The AI company called Anthropic, from anthropos, the Greek for human being, just used artificial intelligence to interview 81,000 people about artificial intelligence. There is something almost vertiginous about it.
An AI interviewer. Asking humans. About AI.
All across 159 countries, in 70 languages.
For a moment, let me set aside the findings and sit with the method. Gallup built an empire on the sample survey a few hundred voices standing in for millions. Ethnographers spent careers living inside communities to understand how people thought. Anthropology, was born from the conviction that you could only understand a society by immersing yourself in it. Now a machine has done something none of them could: hold adaptive, open-ended conversations with 81 000 humans simultaneously, in their own languages and make sense of what they said.
The result is not a statistic. It is something closer to a collective confession. Tens of thousands of people speaking about what they believe this technology might do to all of it. And perhaps because the interviewer was a machine, people were often more honest than they might have been with a human. The Anthropic interviewer asked four core open questions, listened to the answers and adapted its follow-up questions accordingly. Like a conversational anthropologist. The sample who took part was then analyzed by a second layer of AI, which coded and categorized their responses, identified themes and pulled representative quotes.
What the study found, at its core, is that people do not divide neatly into AI optimists and AI pessimists. They divide along the lines of what they need shaped above all by where they live and what their societies have, or have failed, to deliver.
The study’s geographic findings are stark. People in wealthy, AI-saturated regions, Western Europe, North America, Australia want AI to give them time to manage life complexities.
In developing and emerging economies, people want something categorically different. They want access to possibility.
The South East Europe (Western Balkans nested inside it) sits squarely at this second inflection point. Not yet rich enough to be asking AI for convenience, but asking it for something older and more urgent: a way out of economic traps that have resisted every other solution for thirty years.
The Regional Cooperation Council’s Balkan Barometer 2025, contains a single figure worth pausing on: 29% of Western Balkans citizens now use AI up from just 10% in 2024.
Nearly tripled. In one year.
The 29% of people now using AI are disproportionately young, educated and digitally connected precisely the population the region is hemorrhaging to Western Europe.
For them, AI opens two paths: stay home and use those skills to work remotely for foreign companies, earning competitive wages without crossing a border; or use those same skills to become more attractive to European labour markets and leave faster. Which path dominates will define the region’s trajectory over the next decade.
The divergence with the rest of Europe runs deeper than adoption numbers, however. It shows up in what people actually want from the technology, and in what they fear.
Across Western Europe, the dominant vision is life management followed closely by personal transformation and time freedom.
South-East Europe, tells a measurably different story: entrepreneurship and financial indipendence rank significantly higher than the European average, while life management drops.

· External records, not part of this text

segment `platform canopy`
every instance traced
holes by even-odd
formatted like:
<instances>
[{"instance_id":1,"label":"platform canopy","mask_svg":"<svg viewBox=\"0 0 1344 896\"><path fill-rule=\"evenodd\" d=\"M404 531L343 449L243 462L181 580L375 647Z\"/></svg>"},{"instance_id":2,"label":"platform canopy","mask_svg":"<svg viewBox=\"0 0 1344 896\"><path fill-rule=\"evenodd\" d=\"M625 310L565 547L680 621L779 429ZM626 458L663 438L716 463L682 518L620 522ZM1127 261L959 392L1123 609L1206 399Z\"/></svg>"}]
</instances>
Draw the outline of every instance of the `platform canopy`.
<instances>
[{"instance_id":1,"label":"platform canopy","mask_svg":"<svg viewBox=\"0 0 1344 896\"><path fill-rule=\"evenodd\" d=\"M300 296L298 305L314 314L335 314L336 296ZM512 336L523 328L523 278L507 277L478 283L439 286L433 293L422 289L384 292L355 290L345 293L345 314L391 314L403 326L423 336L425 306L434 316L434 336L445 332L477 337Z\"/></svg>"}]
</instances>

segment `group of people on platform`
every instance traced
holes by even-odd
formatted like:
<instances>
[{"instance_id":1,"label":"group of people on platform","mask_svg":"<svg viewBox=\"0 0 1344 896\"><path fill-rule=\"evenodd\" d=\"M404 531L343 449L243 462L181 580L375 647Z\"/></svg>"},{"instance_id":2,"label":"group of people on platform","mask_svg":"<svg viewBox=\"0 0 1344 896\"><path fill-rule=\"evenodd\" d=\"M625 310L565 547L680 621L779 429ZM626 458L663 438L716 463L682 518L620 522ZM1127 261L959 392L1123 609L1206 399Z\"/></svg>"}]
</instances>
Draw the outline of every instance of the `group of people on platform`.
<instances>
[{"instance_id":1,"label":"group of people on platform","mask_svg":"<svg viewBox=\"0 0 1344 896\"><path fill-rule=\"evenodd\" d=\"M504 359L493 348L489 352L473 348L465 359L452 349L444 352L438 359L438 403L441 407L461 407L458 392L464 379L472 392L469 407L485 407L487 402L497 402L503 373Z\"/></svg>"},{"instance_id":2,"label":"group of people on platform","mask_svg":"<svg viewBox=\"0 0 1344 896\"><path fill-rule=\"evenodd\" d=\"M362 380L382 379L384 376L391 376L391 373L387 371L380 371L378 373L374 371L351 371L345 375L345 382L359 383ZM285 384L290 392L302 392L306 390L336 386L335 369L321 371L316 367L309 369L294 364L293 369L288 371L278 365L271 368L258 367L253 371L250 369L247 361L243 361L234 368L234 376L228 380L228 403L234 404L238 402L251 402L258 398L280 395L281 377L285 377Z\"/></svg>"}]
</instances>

A respondent in Copenhagen asks AI to clear her inbox so she can think more clearly. A respondent in Skopje or Tirana asks AI to help her build something from nothing a business, a skill set, an income stream that didn’t exist before. Both are asking AI to solve a problem.
The divergence is equally sharp on fears and more revealing.

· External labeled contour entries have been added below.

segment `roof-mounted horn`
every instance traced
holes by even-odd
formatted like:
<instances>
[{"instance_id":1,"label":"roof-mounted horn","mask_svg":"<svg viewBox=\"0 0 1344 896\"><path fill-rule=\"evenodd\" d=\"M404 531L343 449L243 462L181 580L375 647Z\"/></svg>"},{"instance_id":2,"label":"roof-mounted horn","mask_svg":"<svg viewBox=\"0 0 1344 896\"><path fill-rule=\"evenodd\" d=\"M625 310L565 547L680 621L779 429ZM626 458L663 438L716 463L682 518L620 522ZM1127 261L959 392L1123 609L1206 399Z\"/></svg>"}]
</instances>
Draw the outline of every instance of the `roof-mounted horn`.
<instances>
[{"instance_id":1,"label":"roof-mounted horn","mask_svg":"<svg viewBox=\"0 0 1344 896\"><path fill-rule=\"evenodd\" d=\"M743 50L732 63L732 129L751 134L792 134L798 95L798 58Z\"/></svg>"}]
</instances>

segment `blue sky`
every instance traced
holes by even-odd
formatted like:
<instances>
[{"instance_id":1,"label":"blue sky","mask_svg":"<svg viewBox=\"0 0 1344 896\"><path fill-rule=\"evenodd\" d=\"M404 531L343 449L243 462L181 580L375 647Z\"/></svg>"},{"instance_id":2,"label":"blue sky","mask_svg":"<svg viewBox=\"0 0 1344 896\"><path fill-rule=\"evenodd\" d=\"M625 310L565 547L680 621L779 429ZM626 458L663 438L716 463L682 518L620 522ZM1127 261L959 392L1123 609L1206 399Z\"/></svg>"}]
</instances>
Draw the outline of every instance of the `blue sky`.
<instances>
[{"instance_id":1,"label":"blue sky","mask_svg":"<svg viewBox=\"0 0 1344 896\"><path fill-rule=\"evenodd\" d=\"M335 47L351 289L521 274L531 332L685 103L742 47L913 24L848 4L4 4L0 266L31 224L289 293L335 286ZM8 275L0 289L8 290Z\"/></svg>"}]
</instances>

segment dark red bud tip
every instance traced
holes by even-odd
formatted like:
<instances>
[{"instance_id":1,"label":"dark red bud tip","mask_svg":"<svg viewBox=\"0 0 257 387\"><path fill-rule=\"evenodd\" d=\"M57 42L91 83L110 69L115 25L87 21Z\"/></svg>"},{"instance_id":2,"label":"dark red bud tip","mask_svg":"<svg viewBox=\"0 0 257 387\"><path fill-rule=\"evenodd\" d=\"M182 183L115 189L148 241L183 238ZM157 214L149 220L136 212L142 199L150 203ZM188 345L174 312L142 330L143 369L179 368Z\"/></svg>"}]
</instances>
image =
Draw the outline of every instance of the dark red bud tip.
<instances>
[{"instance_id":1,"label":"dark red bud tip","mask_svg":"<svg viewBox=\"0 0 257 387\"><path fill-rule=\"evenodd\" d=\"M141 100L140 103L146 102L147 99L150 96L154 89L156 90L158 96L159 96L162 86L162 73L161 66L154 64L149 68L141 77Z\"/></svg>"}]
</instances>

Western Europe’s standout concern is surveillance and privacy at 17%, well above the global average of 13%, followed by governance gaps at 18–19%. These are institutional fears: anxieties about who controls the technology and how it might be turned against citizens by states or corporations.
South-East Europe, by contrast, indexes most heavily on unreliability and jobs, fears that are immediate, personal, and practical.
Concern about jobs and the economy was the strongest single predictor of overall negative AI sentiment across the entire study and it is precisely in regions like the Western Balkans, where unemployment sits above 10% and 68% of young people are already considering leaving, that this concern bites hardest.
One tension, however, is shared universally: cognitive atrophy
Whether you are a lawyer in Vienna or a student in Sarajevo, the fear of outsourcing your thinking to a machine and slowly losing the capacity to think alone crosses every border, every income level, every language. It is, perhaps, the most human concern of all. The Anthropic study found that educators were 2.5 to 3 times more likely than average to report witnessing declining independent thought in their students as a result of AI use. It is a classroom reality unfolding right now, largely unmonitored.
I guess we all agree. The capabilities that produce AI’s benefits are inseparable from the capabilities that produce its harms.
Western Europe is having a different conversation about AI one about the EU AI Act, regulatory alignment, sovereign AI infrastructure, and digital autonomy.
In the Western Balkans, what that reality shows is a population using AI as their best current tool for economic survival.
AI is studying humans, while humans are still trying to understand themselves.
The question is whether the technology that is giving people new reasons to hope will also give their societies the structural capacity to hold them. That is not a question AI can answer. It is a question for the rest of us.